Mother and Daddy had moved home from Germany for this, their first grandchild.  On Christmas of 1973, we had traveled to Corpus Christi for the holidays to be with my sister and her husband.  Mother and Daddy had come from Europe, and Bill and I could not wait to present our gift to them.  At a Woolworth's, I had found a tiny plastic baby doll which we wrapped in a large box and tied with an extravagant bow.  We knew they would not guess its contents, but we were sure there would be no greater gift we could bestow on them.  Along with the doll I had written a little riddle in the form of a poem so that they would have to guess the significance of their present.  Of course, that was unnecessary, for when they saw the toy baby, they guessed the real one.

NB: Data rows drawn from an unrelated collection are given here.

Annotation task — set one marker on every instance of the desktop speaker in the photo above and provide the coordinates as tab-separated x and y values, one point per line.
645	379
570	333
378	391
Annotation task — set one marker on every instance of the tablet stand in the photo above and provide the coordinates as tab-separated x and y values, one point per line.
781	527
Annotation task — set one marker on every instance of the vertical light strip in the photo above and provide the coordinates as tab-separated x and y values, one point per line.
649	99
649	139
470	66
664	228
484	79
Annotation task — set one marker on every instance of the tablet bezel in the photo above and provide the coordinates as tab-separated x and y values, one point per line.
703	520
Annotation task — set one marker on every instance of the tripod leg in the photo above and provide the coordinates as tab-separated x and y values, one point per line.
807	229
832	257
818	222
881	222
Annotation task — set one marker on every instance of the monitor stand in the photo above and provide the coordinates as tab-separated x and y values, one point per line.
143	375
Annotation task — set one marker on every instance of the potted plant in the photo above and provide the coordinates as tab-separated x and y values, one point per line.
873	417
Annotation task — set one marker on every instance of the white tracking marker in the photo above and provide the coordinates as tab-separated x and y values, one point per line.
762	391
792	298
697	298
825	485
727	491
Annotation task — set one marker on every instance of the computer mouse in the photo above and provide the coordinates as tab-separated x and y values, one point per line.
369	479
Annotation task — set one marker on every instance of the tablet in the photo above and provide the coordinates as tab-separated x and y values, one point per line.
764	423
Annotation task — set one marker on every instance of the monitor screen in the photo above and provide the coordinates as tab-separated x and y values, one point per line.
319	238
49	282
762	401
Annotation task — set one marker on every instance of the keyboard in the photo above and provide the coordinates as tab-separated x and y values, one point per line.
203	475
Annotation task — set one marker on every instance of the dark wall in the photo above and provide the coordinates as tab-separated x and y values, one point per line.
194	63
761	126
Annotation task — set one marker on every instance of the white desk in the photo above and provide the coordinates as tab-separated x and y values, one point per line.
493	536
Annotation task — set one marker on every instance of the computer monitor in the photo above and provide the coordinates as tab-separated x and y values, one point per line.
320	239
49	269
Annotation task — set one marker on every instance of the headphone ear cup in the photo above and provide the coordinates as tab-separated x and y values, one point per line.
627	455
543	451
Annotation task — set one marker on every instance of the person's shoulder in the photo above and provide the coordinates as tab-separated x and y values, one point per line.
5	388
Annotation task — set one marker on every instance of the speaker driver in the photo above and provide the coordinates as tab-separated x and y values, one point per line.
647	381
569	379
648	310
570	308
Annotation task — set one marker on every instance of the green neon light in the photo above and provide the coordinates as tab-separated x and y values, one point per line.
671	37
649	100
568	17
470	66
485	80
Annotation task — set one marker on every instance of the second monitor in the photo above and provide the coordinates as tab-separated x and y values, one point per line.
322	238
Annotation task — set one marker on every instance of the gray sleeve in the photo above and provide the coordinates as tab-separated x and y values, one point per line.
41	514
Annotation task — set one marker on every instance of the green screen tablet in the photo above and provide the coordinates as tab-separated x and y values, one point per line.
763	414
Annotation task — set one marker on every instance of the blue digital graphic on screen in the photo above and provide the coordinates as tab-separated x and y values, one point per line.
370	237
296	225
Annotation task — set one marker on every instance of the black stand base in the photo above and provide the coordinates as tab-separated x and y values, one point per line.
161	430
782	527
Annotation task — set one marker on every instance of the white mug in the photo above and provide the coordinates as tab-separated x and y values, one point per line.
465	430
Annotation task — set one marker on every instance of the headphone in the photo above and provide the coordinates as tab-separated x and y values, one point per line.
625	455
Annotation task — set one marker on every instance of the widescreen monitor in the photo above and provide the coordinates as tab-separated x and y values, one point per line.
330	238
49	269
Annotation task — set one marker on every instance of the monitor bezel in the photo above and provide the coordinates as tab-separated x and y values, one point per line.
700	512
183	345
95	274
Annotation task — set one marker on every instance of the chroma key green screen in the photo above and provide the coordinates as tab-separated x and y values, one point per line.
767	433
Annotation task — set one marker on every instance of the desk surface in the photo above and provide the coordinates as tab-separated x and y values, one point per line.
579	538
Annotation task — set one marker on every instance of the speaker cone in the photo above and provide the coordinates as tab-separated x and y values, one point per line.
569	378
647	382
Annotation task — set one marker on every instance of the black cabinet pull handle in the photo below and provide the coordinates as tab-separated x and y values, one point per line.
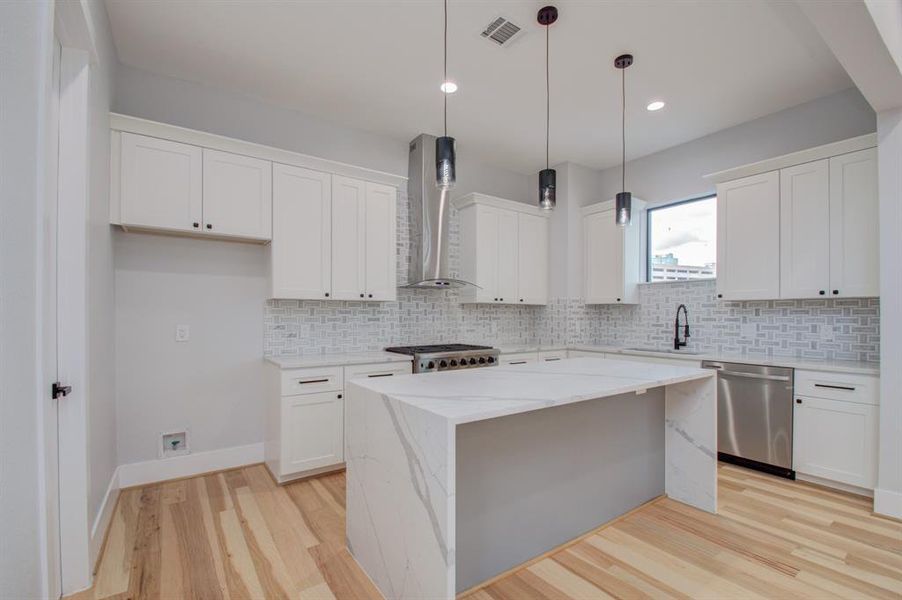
845	388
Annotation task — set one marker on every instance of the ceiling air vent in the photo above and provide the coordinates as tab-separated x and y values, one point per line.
502	31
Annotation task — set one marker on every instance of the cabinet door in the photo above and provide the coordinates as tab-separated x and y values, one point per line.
508	247
532	259
854	225
804	230
835	440
237	195
603	259
487	249
381	245
312	431
748	238
161	183
348	238
302	231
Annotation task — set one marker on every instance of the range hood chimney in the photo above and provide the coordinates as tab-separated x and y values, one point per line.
430	212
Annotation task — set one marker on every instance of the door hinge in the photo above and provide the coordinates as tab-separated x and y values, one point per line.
58	390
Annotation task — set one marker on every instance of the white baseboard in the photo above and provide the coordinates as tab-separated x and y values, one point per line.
151	471
103	518
888	502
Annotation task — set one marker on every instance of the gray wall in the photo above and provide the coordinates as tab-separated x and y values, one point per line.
677	173
26	30
213	383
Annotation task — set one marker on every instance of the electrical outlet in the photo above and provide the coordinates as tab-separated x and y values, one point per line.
174	443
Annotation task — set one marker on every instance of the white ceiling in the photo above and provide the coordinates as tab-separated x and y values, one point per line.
377	65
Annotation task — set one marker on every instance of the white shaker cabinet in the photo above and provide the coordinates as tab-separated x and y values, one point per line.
302	233
504	251
804	230
748	238
161	184
237	195
532	259
348	238
854	223
612	255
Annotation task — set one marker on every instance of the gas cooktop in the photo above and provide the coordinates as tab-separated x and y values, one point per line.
447	357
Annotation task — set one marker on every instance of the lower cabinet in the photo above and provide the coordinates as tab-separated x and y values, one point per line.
305	420
835	440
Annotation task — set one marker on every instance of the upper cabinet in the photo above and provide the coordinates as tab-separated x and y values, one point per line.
612	255
748	238
161	184
504	250
333	237
805	230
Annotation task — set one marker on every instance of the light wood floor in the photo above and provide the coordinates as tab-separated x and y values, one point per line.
238	535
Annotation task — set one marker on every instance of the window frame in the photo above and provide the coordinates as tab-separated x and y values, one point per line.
648	254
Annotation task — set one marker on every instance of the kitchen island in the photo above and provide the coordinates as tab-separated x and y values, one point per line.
455	477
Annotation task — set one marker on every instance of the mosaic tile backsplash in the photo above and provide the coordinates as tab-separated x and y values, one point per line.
845	329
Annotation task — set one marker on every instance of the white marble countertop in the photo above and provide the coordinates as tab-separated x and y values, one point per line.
480	394
337	360
811	364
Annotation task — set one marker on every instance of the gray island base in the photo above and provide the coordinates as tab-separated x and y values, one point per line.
455	477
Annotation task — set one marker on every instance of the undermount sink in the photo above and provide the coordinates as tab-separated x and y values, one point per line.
667	351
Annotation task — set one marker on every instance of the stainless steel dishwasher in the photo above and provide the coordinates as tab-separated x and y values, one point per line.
754	416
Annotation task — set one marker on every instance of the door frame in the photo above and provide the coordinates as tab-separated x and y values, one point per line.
73	30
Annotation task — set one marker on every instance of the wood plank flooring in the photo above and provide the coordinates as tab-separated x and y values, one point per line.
237	534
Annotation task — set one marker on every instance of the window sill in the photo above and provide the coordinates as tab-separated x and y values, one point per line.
669	281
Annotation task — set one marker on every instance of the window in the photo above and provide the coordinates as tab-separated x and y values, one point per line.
682	240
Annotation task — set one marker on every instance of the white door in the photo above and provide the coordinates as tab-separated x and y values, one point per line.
161	184
487	248
748	238
302	231
532	259
348	238
313	431
805	230
835	440
604	260
381	245
854	221
237	195
50	341
508	246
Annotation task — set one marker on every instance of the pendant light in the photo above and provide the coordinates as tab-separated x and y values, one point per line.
547	176
445	168
624	202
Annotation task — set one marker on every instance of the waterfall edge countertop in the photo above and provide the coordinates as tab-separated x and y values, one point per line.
477	394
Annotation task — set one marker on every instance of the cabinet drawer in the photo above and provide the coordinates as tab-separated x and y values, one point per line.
379	370
518	358
311	381
846	387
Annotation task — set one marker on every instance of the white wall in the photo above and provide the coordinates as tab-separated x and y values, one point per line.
26	30
101	350
213	382
677	173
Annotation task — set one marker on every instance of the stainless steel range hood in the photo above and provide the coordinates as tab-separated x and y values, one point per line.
430	212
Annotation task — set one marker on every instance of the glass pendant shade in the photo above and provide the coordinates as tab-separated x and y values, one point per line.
547	181
445	169
624	208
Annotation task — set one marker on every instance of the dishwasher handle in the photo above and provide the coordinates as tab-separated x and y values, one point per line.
727	373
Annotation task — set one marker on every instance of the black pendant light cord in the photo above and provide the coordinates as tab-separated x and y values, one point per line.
623	130
445	79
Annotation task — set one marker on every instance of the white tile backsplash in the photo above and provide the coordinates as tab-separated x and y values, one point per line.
830	328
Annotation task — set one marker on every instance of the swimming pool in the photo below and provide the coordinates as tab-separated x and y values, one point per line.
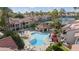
38	38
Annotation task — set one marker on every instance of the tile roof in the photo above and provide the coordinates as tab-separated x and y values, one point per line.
8	43
5	49
75	47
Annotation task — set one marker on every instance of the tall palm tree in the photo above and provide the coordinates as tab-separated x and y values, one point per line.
75	11
62	11
5	17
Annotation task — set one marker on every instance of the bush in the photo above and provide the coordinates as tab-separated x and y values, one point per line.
19	16
19	42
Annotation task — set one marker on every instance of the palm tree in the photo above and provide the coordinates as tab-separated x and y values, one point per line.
75	11
62	11
5	17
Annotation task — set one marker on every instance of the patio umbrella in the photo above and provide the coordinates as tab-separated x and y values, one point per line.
54	37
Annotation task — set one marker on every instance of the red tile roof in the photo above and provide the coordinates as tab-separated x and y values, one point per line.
8	43
5	49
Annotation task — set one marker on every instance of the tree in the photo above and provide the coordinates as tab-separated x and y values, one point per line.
5	17
54	13
62	11
19	42
19	15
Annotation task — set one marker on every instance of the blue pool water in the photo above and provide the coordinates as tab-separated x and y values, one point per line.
38	38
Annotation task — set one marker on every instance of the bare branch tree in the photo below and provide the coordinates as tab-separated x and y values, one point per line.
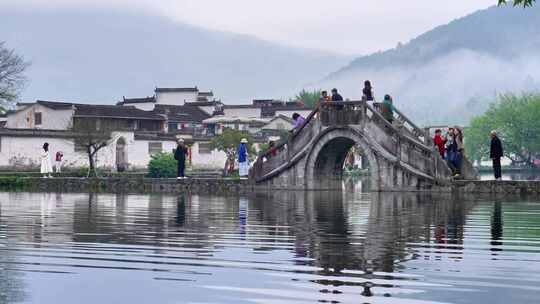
91	137
12	79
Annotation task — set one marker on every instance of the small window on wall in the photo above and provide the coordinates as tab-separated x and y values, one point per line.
204	148
173	126
79	147
155	147
37	118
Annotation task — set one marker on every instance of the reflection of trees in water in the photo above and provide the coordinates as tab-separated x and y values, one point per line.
337	231
156	220
11	281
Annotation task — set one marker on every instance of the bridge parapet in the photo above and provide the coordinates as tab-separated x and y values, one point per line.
400	150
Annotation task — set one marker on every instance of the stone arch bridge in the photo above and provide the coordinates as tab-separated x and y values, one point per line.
401	156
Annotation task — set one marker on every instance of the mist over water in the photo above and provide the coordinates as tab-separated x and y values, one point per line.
287	247
447	90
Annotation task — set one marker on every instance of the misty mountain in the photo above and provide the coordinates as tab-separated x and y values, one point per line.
100	57
454	71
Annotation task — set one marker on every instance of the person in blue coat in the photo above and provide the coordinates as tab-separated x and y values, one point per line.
243	165
180	155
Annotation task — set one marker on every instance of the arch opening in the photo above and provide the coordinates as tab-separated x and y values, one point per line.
341	159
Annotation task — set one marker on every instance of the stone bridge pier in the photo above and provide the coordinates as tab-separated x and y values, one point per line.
400	156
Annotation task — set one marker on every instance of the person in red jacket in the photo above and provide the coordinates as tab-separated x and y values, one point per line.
439	142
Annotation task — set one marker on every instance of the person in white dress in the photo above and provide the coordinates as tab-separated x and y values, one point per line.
46	164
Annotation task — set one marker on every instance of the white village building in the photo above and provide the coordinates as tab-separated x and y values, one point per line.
140	128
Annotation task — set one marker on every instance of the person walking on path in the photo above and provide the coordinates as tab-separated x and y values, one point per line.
46	165
496	153
58	160
458	138
439	142
451	149
243	166
180	155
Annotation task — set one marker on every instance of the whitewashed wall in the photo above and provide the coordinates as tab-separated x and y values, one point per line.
215	159
208	109
147	106
176	98
243	112
25	152
50	119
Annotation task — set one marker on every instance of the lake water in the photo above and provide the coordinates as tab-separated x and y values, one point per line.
286	247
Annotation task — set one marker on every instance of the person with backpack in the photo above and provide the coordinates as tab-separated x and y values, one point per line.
243	165
180	155
496	153
387	108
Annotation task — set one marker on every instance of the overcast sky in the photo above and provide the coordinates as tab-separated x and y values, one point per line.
354	27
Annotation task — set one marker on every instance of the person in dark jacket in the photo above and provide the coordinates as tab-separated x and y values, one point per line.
387	108
337	97
367	92
180	155
496	153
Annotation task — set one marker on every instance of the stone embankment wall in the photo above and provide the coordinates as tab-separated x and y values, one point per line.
217	186
223	186
497	187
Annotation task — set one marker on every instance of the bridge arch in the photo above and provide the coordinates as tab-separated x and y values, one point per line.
328	155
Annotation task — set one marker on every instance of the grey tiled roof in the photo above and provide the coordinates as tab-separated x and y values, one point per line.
103	111
150	99
186	113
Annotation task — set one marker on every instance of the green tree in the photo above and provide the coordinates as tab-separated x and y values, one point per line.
12	67
516	120
162	165
524	3
309	98
228	142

Mother and Daddy came to our home to help take care of Heather and me. Mother had brought me a rocking chair, but it was Daddy who would steal Heather from her cradle and sit for hours, holding her in his warm, ample arms, and glide back and forth as he stared lovingly down at her. Awed, he fell in love with his tiny progeny.  The tender wonder belied the potential treachery of a baby in his caress.  Our first baby, his first grandchild, was a gift to be shared.  Though Daddy's penchant was for boys, had we known the "other" father in those days, even our daughters would not have been "safely" placed in his embrace.

I miss the father who read to my children while they sat comfortably on his lap, who tickled them to overflowing laughter, who played endless games with them when they asked, "Just one more time?" Granddaddy.  I miss Granddaddy.